We’ve progressed from “I feel your pain” to “I inflict your pain,” and we’re being told to like it.

“President Obama: If you stand up to the Republican hostage-takers and protect Medicare,” it says on MoveOn.org’s website, “we will have your back.” Or, of course, even if you don’t do that, President Obama, even if the whole idea of it is based on myths about who is on whose side, MoveOn and most other online groups that don’t have the back of the Republican Party will have yours. That’s the way this game works. Except that it hasn’t been working.

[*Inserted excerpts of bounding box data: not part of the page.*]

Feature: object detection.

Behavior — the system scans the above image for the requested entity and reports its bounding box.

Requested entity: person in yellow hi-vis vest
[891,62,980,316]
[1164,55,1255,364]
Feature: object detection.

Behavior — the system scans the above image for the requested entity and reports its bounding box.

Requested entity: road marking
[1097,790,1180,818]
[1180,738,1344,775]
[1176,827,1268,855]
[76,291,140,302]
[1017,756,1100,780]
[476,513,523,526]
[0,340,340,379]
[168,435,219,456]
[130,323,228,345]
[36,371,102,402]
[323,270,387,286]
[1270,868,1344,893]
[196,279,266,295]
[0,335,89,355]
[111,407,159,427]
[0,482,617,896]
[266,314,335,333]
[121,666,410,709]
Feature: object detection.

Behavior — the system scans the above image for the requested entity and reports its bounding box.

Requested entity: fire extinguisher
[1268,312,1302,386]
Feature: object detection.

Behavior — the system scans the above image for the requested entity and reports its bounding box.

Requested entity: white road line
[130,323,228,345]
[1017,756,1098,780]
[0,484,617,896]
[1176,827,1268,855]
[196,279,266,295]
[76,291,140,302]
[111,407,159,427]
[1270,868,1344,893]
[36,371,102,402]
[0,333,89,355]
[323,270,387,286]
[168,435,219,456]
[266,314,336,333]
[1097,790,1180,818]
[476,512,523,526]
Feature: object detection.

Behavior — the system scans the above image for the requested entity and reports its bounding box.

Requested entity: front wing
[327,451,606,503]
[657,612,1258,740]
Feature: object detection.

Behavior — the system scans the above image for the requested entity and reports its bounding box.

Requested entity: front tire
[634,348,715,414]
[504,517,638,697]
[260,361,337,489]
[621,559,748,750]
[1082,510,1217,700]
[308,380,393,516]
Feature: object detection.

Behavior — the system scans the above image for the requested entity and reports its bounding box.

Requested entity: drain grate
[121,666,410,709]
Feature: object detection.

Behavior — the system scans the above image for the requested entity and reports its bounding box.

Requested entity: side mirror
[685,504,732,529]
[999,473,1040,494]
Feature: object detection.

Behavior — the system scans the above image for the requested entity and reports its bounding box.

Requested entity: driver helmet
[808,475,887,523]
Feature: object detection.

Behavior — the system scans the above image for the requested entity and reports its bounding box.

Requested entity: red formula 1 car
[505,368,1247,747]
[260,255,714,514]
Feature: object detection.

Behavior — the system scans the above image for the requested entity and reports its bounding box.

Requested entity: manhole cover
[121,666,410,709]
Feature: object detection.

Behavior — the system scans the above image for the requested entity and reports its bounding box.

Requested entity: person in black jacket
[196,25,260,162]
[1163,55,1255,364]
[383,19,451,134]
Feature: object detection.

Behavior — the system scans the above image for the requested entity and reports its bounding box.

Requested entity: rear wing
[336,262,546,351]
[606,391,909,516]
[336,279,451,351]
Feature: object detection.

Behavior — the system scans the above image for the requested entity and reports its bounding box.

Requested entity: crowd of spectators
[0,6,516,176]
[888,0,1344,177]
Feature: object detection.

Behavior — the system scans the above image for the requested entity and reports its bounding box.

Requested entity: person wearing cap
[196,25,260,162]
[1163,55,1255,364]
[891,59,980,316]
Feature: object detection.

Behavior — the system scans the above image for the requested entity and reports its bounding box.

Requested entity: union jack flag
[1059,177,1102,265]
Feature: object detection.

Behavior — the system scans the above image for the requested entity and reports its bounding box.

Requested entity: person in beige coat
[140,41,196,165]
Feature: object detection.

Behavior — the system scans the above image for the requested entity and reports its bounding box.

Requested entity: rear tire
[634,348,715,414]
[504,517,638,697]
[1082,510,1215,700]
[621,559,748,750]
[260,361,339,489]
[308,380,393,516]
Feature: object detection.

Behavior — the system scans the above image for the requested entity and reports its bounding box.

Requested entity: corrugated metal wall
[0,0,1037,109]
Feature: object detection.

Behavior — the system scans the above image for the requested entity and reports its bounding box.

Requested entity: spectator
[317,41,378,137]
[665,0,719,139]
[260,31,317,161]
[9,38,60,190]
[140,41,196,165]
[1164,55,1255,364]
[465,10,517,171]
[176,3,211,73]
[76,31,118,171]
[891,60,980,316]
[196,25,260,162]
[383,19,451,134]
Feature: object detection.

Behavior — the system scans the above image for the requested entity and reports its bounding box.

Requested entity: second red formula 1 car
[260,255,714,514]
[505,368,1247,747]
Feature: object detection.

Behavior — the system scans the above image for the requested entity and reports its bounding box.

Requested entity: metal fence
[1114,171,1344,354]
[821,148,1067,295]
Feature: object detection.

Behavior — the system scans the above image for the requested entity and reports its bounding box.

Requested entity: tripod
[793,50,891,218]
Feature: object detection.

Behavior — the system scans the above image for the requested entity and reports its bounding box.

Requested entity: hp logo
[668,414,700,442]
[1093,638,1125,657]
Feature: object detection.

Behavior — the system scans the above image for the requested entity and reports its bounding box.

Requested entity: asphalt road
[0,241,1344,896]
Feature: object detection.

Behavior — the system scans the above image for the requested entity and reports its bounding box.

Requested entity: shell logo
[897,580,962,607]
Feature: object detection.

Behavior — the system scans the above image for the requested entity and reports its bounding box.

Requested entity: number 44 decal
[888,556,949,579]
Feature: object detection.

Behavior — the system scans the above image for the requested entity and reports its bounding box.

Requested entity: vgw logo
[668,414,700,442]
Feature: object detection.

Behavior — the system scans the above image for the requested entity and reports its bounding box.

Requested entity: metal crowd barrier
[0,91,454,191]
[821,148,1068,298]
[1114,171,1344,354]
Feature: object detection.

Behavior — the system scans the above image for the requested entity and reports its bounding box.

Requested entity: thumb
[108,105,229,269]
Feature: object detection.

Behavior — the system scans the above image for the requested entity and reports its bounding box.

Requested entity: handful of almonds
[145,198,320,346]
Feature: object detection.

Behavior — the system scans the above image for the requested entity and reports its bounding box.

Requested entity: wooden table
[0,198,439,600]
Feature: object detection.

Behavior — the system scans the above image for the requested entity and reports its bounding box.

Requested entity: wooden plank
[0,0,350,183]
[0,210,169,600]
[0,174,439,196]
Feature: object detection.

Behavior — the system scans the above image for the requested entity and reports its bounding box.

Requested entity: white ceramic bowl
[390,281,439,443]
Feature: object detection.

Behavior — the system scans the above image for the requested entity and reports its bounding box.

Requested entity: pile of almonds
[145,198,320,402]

True Majority’s traditional focus was on reducing military spending, but during the early Obama years it celebrated particular weapons cuts, masking overall increases. MoveOn used to organize anti-war rallies, albeit only in Republican congressional districts, as long as the president was a Republican and the Democrats tolerated it. Now, you’ll have a hard time finding any of our wars’ existence acknowledged on MoveOn’s website, which is dominated by opposition to the Tea Party.

Even in the bad old days of a Republican president, True Majority had to be pushed hard by its members to oppose wars, and MoveOn conducted a poll of its members asking if they preferred Nancy Pelosi’s plan to keep the wars going or President Bush’s, and then used the inevitable result to dishonestly claim that its members preferred Pelosi’s plan to Congresswoman Barbara Lee’s proposal to actually end a war.